The GNOME Foundation Board asked me to buy a webcam for the GNOME Events Box, so we could show Cheese on our stands. This could be cool together with the box’s new projector. I also wanted a webcam for my own use so Liam’s grandparents can see him in motion more often. So this was an opportunity to discover if any two available webcams really “just work” with Ubuntu, after doing some research and guessing. The results were great.
I bought a Logitech QuickCam Pro 9000 and a Creative Live! Cam Optia AF, both 2 Megapixel webcams. The video for both “just work”ed perfectly in Ekiga, Cheese, and Skype, on Ubuntu Linux Gutsy (7.10) and Hardy (8.04, currently in beta), though all these programs require you to choose the video input from a list, regardless of how well the webcam works. The Logitech one has a built-in microphone without an extra cable. The Creative one has a separate cheapish in-ear headphone+microphone headset for the regular 3.5mm “minijack” socket.
I recommend the Logitech because it has a convenient built-in USB microphone that avoids non-USB microphone hell, though you’ll obviously then need speakers for the output. I added it to my Ubuntu Hardware. That page has almost paid for the costs of the USB Wi-Fi sticks that I bought to discover one that worked. Maybe it will pay for my webcam too.
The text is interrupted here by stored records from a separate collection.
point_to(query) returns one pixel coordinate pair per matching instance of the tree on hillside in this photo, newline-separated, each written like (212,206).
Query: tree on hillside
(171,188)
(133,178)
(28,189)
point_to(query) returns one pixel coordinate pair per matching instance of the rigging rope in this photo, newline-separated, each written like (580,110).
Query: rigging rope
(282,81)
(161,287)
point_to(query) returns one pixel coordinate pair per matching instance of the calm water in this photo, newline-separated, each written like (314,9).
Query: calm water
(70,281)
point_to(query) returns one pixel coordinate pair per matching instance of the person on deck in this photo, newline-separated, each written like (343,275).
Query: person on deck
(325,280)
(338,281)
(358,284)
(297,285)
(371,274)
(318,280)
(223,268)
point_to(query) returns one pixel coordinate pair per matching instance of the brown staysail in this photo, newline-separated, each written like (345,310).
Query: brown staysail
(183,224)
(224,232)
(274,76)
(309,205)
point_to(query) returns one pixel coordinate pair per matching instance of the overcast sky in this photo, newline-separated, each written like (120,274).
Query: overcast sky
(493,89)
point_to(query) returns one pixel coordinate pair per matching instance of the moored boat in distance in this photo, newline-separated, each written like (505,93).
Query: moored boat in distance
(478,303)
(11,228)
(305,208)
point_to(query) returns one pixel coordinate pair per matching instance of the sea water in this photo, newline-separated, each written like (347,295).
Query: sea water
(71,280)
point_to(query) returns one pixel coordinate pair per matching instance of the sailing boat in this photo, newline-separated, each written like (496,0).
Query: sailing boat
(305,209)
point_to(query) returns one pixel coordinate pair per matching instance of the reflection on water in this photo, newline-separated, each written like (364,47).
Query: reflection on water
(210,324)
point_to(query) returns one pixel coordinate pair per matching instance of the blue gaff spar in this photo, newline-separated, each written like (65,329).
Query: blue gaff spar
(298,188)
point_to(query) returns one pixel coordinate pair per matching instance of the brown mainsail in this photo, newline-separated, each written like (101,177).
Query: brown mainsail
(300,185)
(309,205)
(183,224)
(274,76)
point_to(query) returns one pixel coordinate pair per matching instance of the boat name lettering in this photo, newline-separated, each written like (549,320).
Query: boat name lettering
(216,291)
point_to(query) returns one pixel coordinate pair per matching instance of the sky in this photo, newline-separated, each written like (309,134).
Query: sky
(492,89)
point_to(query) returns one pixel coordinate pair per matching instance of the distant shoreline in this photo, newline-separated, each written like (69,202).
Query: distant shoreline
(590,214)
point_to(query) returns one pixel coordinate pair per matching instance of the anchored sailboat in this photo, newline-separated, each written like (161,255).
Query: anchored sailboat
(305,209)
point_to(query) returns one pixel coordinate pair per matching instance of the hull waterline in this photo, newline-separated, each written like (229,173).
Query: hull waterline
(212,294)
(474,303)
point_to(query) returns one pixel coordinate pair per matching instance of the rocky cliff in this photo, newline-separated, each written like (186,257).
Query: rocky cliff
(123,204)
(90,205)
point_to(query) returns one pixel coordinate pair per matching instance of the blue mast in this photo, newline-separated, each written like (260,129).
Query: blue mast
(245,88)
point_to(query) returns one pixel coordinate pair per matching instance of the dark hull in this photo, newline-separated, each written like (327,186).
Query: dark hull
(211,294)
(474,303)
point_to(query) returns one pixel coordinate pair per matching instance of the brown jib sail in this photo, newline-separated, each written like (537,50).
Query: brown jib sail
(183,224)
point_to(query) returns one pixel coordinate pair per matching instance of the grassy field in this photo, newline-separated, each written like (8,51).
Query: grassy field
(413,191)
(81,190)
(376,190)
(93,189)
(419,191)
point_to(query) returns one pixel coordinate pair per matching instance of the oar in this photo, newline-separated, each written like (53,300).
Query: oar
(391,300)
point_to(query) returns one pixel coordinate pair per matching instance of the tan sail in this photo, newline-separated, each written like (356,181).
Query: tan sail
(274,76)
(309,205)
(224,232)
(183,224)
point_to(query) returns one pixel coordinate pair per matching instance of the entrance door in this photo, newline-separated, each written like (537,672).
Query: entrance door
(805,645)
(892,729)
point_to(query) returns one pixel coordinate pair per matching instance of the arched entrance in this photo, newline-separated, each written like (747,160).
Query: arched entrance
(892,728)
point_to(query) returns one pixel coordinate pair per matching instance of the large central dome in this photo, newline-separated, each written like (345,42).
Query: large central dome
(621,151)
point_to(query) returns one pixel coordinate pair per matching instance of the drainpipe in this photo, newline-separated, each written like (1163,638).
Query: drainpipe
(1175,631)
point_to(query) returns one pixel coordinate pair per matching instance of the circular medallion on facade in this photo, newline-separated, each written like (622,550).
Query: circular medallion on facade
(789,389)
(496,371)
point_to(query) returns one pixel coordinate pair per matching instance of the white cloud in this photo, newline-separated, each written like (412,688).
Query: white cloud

What other hardware should I use that page for, to discover just one model that really “just works”? As I’ve said before, I think the hardware lists on the Ubuntu wiki are mostly useless for real users because nobody is insisting that “just works” really means “just works”, and nobody is flagging the ones that really do just work.
It was nice to see that these products have dire warnings about not attaching them to your Windows PC before installing the special software, and to see that Amazon has lots of comments about how people couldn’t get them working with Windows.